Each message in the data array carries these fields:
FieldWhat it tells you
uuidStable ID for the message.
textThe message body. Can be null (for example a media-only message).
sentAtWhen it was sent.
sender / recipientEach has a uuid and a handle (the user’s @ handle).
hasMedia / mediaType / mediaUuidsWhether the message has attachments, their type, and their ordered IDs.
typeWhat kind of message this is (see below).
pricingPresent for pay-to-view messages. pricing.USD.price is in cents. Null for ordinary messages.
purchasedAtTimestamp when the fan purchased this message, or null if not purchased.
isReadWhether the recipient has read the message.
sentByUserIdThe team member who sent it on the creator’s behalf, or null if the creator sent it directly.

Tell message types apart

The type field distinguishes ordinary messages, tips, and the platform’s automated messages. The values are:
  • Ordinary messages: SINGLE_RECIPIENT, CHAT_TEXT_REPLY, CHAT_TEXT_GENERATION, CHAT_TEXT_REWRITE.
  • Tips: TIP.
  • Voice calls: VOICE_CALL.
  • Automated messages: AUTOMATED_FIRST_MESSAGE_REPLY, AUTOMATED_NEW_SUBSCRIBER, AUTOMATED_NEW_FOLLOWER, AUTOMATED_NEW_PURCHASE, AUTOMATED_RE_SUBSCRIBED, AUTOMATED_RENEWED, AUTOMATED_CANCELED, AUTOMATED_CHAT_MESSAGE_REPLY.
So:
  • A tip is type === "TIP".
  • A pay-to-view (PPV) message has a non-null pricing (and usually hasMedia: true).
  • An ordinary message is one of the text types with pricing: null.
  • An automated or welcome message carries one of the AUTOMATED_* types. The automatic messages a fan receives (for example after subscribing or following) surface here, so you can filter them out of, or single them out from, a human conversation by checking for an AUTOMATED_ prefix.

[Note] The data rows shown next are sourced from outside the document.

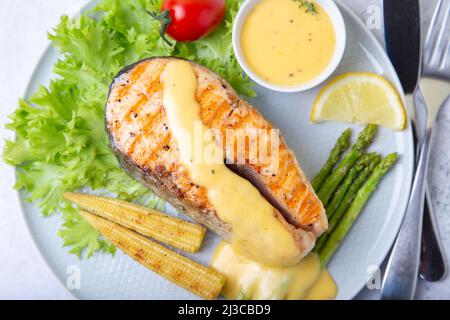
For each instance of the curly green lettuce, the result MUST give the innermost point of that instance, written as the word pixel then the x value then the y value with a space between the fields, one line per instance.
pixel 60 143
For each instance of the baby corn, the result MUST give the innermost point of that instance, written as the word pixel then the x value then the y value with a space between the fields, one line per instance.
pixel 173 231
pixel 202 281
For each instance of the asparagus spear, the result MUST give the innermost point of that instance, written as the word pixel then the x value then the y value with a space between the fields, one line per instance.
pixel 347 201
pixel 341 145
pixel 345 185
pixel 353 212
pixel 365 138
pixel 352 191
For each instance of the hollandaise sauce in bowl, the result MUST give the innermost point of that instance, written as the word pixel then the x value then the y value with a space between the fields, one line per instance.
pixel 289 45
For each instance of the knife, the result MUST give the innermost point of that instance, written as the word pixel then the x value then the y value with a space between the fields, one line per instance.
pixel 402 30
pixel 403 42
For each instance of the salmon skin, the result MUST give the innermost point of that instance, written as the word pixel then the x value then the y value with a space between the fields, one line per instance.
pixel 140 136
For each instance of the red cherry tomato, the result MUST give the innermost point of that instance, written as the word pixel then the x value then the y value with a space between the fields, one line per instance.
pixel 192 19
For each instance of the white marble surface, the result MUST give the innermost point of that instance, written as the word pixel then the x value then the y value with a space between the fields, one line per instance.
pixel 23 27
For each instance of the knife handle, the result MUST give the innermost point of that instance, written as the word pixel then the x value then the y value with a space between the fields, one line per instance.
pixel 400 279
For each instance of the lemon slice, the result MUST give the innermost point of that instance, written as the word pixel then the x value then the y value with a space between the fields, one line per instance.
pixel 360 98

Has the fan paid for a PPV message?

Use purchasedAt. It is the timestamp the fan purchased the message, or null if they have not. So:
  • purchasedAt is set: the fan has unlocked and paid for it.
  • purchasedAt is null on a message with pricing: it is still awaiting purchase.
Render “Paid” when purchasedAt is present and “Awaiting purchase” when a priced message has a null purchasedAt. Remember pricing.USD.price is in cents, so divide by 100 for display.

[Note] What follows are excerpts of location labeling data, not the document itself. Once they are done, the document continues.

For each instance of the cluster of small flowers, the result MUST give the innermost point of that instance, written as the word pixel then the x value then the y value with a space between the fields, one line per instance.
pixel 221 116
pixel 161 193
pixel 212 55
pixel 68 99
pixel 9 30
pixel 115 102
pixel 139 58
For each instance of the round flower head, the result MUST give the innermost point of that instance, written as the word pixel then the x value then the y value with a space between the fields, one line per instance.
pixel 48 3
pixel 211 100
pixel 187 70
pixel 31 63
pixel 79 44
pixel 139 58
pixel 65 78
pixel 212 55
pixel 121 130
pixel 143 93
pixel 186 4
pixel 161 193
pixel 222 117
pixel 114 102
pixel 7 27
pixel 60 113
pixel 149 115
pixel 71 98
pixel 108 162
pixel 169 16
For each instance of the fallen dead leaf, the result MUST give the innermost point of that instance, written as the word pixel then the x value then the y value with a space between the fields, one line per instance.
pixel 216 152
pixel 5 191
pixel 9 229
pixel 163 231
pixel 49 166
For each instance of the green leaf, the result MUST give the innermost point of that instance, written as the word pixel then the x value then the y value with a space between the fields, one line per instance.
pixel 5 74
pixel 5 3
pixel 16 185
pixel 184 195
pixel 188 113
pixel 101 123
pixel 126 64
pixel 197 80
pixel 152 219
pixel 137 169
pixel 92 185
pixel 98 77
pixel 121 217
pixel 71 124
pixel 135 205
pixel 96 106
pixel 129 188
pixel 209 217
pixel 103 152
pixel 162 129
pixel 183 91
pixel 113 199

Has the message been read?

Each message has an isRead boolean, so you can show read state (the “two ticks” pattern) directly from the message list. For a live surface that updates as soon as a fan reads a message, subscribe to the message-read webhook rather than polling.

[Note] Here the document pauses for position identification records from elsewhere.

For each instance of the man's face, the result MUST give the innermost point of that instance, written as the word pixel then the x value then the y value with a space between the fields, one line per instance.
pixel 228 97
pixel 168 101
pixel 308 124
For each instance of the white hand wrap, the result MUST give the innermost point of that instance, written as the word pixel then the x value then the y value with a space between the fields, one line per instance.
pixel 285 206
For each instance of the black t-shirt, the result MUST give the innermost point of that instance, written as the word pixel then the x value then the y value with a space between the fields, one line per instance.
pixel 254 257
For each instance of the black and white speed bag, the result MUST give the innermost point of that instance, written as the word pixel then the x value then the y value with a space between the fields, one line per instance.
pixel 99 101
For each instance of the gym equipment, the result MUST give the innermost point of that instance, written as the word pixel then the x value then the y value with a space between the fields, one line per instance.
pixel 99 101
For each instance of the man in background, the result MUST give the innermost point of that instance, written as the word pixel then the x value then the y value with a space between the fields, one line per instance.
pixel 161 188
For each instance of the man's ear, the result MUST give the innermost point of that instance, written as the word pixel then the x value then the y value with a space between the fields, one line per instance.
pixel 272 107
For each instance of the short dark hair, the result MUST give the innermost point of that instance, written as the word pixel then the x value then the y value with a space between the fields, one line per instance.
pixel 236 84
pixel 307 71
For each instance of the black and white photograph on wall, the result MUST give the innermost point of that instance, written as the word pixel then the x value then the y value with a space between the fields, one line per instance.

Which team member sent a message?

If an agency or team operates the account, sentByUserId is the UUID of the team member who sent the message on the creator’s behalf (null when the creator sent it directly). This is what you use to attribute a message, and any purchase it drove, to a specific chatter.

Sending a message

Send with POST /chats/{userUuid}/message. The body accepts text, mediaUuids, price, and templateUuid. To send pay-to-view media, include the mediaUuids you are selling and a price. To resolve and display the media you receive or send, see Working with Media.

A note on user names

Two name fields appear throughout the API, and they are not the same thing:
  • handle is the user’s unique @ handle.
  • displayName is the changeable display name a user shows publicly.
When you need a stable identifier use the uuid. When you show a name, use displayName, and fall back to handle. Both appear on the authenticated user (GET /users/me) and on the sender and recipient of every message.